When your email account is compromised the attacker typically starts sending thousands of spam or phishing emails. You will quickly notice that there is an issue, as many of these emails will bounce to your inbox. By that time we will also have noticed the issue, as we actively monitor our servers for unusual SMTP activity.
From a security standpoint, email isn’t great. Anyone can try to sent emails from your email address, and such attacks happen all the time. The attacker just needs to guess the password. And, there are still many people that use weak passwords.
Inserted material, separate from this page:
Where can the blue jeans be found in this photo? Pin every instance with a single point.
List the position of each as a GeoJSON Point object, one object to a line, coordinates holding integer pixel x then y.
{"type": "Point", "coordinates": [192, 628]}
The firewall on our servers stops most of the attacks. Unfortunately, it is not possible to completely prevent email accounts from being hacked. It all comes down to password hygiene. In particular, if you use one password for your email and websites you are registered with then your email account is bound to be hacked. If one of the websites you are registered with gets compromised the attacker will have both your email address and password, and the attacker can do with your email account what they like.
In general, if you are using a unique, random, complex and long password your email account will be safe. However, if you are using simple password then your account is vulnerable. And, if you are reusing a weak password then it is just a matter of time before your email account gets compromised.
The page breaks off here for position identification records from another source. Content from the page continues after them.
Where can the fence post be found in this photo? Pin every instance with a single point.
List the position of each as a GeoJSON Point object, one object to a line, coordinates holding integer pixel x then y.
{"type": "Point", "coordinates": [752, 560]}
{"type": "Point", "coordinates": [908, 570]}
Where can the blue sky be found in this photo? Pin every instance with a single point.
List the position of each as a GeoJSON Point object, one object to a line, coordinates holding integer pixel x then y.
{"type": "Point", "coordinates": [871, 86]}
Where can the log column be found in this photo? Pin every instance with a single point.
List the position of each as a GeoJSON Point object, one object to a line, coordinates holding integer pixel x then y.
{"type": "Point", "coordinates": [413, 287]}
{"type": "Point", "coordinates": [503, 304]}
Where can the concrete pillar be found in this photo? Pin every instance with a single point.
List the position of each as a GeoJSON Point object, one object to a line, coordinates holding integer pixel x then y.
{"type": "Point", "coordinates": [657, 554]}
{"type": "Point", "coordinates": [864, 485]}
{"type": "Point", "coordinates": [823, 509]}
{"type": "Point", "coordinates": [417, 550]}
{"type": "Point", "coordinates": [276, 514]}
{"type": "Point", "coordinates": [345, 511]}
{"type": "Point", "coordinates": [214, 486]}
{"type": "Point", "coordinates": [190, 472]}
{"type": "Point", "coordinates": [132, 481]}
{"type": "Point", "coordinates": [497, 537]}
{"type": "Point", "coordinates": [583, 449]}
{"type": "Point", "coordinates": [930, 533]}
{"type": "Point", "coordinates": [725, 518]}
As said, we actively monitor email traffic for unusual patterns. If we notice a mailbox is sending spam we typically reset the email account’s password.
Not all email hacks aim to use your email account to send spam. It may be that you suspect someone is secretly accessing your emails. If you think that is happening, reset your email password and feel free to contact us.
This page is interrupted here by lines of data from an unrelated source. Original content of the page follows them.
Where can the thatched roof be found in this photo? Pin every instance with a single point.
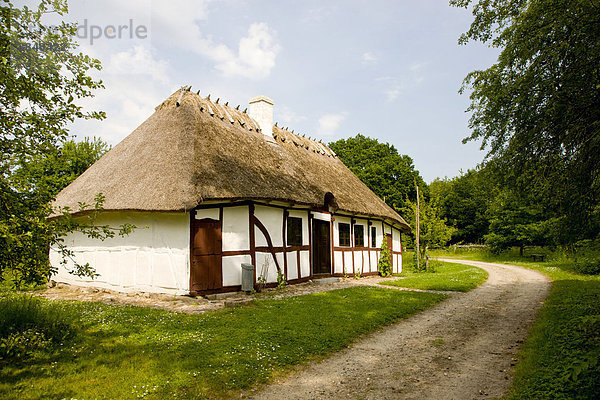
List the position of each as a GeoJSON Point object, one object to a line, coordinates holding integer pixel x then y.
{"type": "Point", "coordinates": [193, 150]}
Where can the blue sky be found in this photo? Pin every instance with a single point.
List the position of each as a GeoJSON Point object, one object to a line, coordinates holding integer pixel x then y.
{"type": "Point", "coordinates": [386, 69]}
You have probably received quite a few emails from criminals who claim to have hacked your email account. These emails usually claim that the attacker has accessed your web cam while you were viewing porn, and they demand you quickly pay ransom money. To “prove” that you have been hacked the email will appear to come from your own email address. Often the email also includes a password you have used in the past.
Such emails are so-called sextortion scams. The attacker got your email address (and any password shown in the email) from a compromised website you were registered with and spoofed your email address. If you know how to view the email’s headers you will see that the email was actually sent from another email account. You can safely delete such emails. Or, if you want to be sure, feel free to submit a support ticket. If you can add the email as an attachment then we can check the email’s headers – it will almost certainly show that the email was not sent from your email address.
As an aside, the large amount of sextortion emails that are doing the rounds demonstrate how important it is to use unique and strong passwords. If you get a sextortion email that shows a password that you are using for various websites then please make sure you reset the password. And please choose a strong and unique passwords for the websites!